Trotzdem sei die Lage dramatisch, schildern die Ärzte: „Durch die Verdichtung der Versorgung am Standort Rosenhügel mit 8 Risikobetten und der 24h-Akutversorgung vermerken wir aktuell bereits eine Zunahme von schweren Verletzungen unserer MitarbeiterInnen sowie vermehrten Bedarf an Assistenzeinsätzen der Polizei.“

Die Mediziner fordern daher mindestens zwei zusätzliche Fachärzte für ihr Team sowie ausreichend Fachpersonal wie etwa Sozialarbeiter und Pädagogen.

„Die Forderung nach mehr Kinder- und Jugendpsychiatern ist gerechtfertigt und von unserer Seite auch nachzukommen“, betont eine Sprecherin des KAV. Sie betont aber gleichzeitig, dass es sich um ein Mangelfach handle. Man versuche, alle zur Verfügung stehenden Möglichkeiten auszuschöpfen. So suche man mittlerweile sogar in Deutschland nach Personal. Weiters habe man die Ausbildungskapazitäten ausgeweitet – wobei letzteres wohl erst in ein paar Jahren zu mehr Fachärzten am heimischen Markt führen wird. Konkret geht es darum, dass künftig ein einzelner Mediziner mehr Jungärzte als bisher ausbilden darf. Die Ärztekammer sieht das kritisch und fürchtet um die Qualität der Ausbildung.

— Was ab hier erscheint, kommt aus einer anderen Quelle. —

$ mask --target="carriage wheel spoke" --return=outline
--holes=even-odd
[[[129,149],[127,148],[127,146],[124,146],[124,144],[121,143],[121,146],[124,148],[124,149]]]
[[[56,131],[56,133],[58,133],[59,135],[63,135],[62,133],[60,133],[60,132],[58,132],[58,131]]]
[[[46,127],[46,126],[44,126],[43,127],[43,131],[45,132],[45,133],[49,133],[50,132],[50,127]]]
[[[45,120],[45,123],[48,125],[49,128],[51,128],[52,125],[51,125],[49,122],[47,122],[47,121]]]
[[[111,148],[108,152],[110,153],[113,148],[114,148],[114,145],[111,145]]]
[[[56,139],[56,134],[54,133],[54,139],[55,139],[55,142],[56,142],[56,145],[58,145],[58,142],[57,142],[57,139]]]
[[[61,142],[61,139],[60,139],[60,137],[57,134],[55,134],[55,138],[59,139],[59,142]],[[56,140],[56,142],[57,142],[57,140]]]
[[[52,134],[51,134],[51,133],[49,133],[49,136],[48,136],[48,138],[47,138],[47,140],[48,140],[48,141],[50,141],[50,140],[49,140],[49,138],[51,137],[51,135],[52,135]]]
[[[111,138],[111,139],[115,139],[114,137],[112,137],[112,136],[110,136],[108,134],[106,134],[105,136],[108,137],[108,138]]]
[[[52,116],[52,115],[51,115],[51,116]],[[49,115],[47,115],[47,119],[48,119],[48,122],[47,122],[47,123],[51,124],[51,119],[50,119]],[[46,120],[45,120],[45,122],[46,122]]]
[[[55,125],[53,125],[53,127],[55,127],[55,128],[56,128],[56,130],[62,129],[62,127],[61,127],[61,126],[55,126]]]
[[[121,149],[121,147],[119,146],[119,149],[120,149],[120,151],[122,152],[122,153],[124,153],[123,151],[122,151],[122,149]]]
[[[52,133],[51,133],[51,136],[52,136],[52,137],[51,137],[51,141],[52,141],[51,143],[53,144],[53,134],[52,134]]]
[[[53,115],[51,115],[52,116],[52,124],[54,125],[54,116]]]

Von einem „jahrelangen Missmanagement“ spricht Stefan Ferenci von der Ärztekammer. Obwohl seit ewigen Zeiten klar war, dass das KH Nord eine Kinder- und Jugendpsychiatrie haben werde, habe der KAV nicht für das nötige Personal gesorgt, kritisiert der Mediziner: „Weil er als Arbeitgeber zu unattraktiv ist, konnte er die Leute nicht halten. In einem Mangelfach fällt das besonders schwer ins Gewicht.“

Nötige Schritte

Laut Ferenci müsste man den Medizinern mehr Gehalt zahlen und auch für bessere Arbeitsbedingungen sorgen. So gebe es im Krankenhaus Hietzing keine Kindermedizinische Abteilung. Sie sei aber bei vielen psychischen Erkrankungen (z. B. Essstörungen) als Ergänzung dringend erforderlich.